# Nitro MFM 159W Comparison...



## Guest (Jan 21, 2008)

Hey ppl!

I just bought a 2008 Nitro MFM 159W w/ Raiden Strike bindings. This is only the second board I have ever used and I'm wondering how it compares to other boards out there with similar aptitudes and what not.

It is easy for me to say "Wow this board is the wizzel, it's the best shizzel I've ever rizzeled... yo"
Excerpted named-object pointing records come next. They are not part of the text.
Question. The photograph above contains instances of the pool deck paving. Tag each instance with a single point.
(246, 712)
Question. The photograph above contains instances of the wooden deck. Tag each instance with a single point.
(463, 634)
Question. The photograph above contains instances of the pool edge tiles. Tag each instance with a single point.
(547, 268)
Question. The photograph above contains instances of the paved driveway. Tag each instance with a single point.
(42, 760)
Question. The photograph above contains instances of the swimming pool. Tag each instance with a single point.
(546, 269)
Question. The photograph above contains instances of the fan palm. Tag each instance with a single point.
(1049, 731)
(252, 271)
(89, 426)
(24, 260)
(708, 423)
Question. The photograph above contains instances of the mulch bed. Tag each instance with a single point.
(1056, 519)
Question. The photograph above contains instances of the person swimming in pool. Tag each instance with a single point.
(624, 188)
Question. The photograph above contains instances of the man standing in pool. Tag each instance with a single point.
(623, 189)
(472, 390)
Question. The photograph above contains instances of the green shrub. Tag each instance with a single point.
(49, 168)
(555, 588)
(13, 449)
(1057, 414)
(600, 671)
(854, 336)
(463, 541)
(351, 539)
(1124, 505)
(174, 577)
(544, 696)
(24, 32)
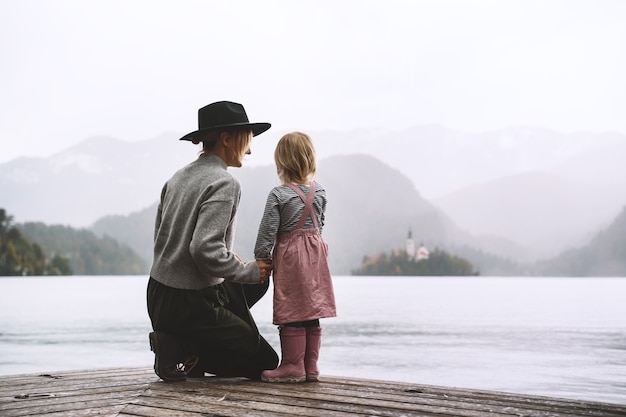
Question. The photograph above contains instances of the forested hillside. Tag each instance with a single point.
(87, 253)
(19, 256)
(371, 207)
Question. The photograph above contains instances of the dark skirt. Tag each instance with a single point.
(215, 323)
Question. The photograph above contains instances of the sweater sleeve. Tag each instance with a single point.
(268, 228)
(210, 246)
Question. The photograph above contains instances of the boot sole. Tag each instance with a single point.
(288, 380)
(154, 346)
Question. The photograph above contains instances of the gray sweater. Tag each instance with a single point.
(194, 228)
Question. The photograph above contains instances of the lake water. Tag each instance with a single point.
(563, 337)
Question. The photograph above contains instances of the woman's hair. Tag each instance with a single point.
(242, 138)
(295, 158)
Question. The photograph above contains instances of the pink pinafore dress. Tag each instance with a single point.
(303, 288)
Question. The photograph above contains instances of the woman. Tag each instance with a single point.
(199, 292)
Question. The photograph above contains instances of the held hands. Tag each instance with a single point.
(265, 269)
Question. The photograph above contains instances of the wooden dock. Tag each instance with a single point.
(138, 392)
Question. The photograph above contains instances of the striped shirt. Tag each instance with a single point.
(282, 213)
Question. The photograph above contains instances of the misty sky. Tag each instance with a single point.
(136, 69)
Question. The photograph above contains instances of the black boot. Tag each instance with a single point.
(169, 354)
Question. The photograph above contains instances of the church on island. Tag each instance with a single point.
(420, 254)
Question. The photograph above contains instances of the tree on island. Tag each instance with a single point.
(438, 263)
(19, 257)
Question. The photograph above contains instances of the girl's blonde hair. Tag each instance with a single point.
(295, 158)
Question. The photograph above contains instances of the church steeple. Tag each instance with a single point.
(410, 245)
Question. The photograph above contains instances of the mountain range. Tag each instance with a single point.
(523, 194)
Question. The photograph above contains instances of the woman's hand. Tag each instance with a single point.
(265, 269)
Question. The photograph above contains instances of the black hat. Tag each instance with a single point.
(223, 115)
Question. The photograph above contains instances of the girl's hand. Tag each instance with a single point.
(265, 269)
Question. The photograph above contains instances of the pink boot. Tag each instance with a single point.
(313, 342)
(292, 345)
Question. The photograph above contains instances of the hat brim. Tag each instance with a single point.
(257, 129)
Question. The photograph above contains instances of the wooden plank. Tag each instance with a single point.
(138, 392)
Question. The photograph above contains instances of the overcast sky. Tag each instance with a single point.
(135, 69)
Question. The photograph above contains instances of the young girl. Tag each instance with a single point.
(290, 236)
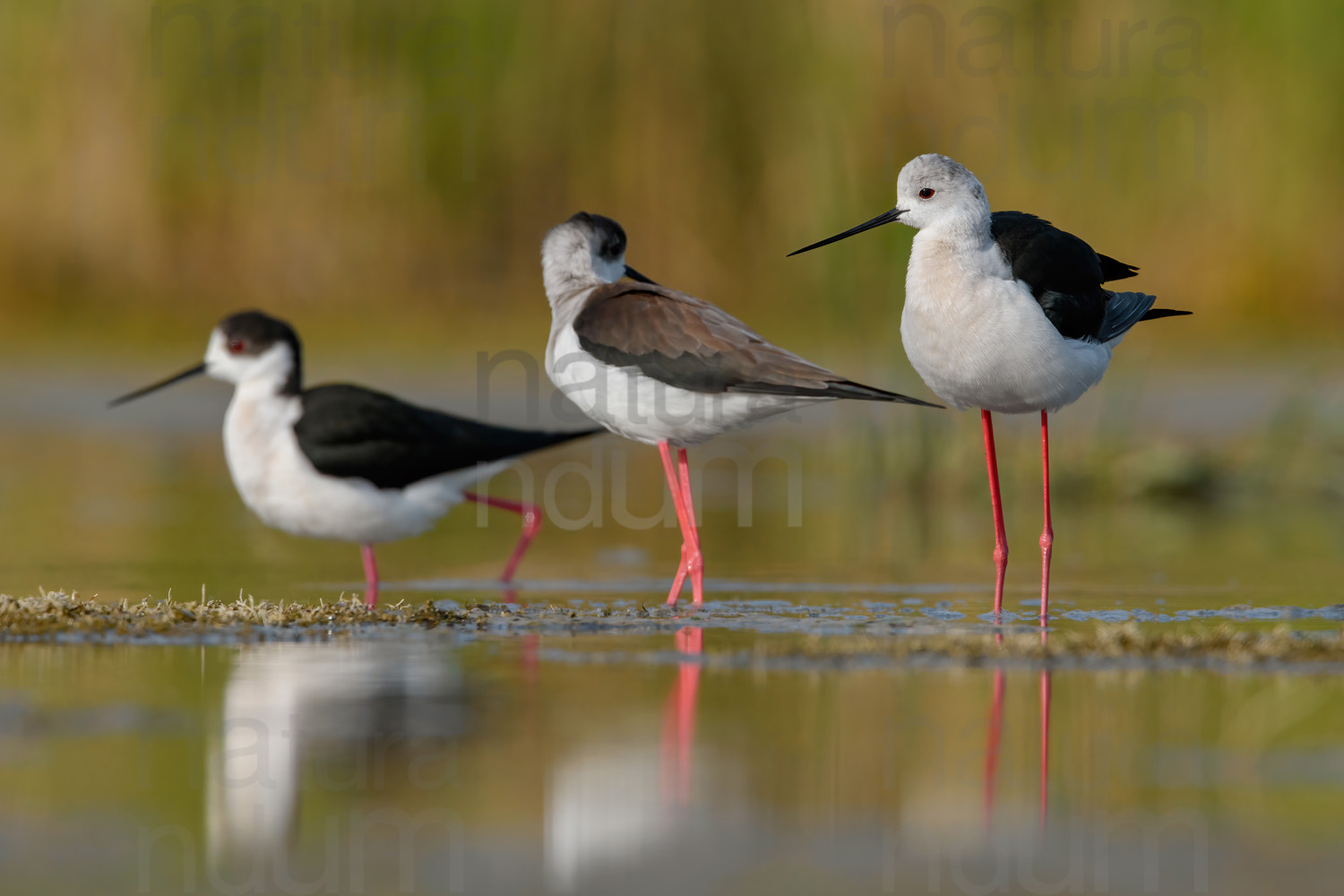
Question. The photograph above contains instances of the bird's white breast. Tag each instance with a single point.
(978, 339)
(642, 409)
(280, 485)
But that doesn't say much, now does it. So let me know if you've ridden boards that resembles the MFM and tell me how they compare!

Thanks!


----------



## Guest (Jan 23, 2008)

MFM is the shit and Nitro boards generally kick ass so I would imagine it holds its own


----------



## Guest (Jan 30, 2008)

*Love it!*

Personnally, I love the board and bindings... But it's just normal coming off a 5 year old Rossignol Dazer. I would've been pissed not to notice a difference right away! lol 

This Nitro board really feels great! Especially whrn doing jumps and stuff, landing with this wide board is a charm. Sratched all my base in my first use at my bonk-ass mountain... I guess its bound to happen, might as well be the first time on it lol


----------



## T.J. (Aug 28, 2007)

didnt krishan and sedition both just get this exact board? i'm sure they will give you a good head up on it.


----------



## kri$han (Feb 24, 2007)

Sedition got it too!?

*shakes fist*

yeap, i got it, the 157W and put my '08 burton cartels on it.... LOVE it, and I'm finding it hard to go back to riding my old option icon board so I can learn to do rails, haha...


----------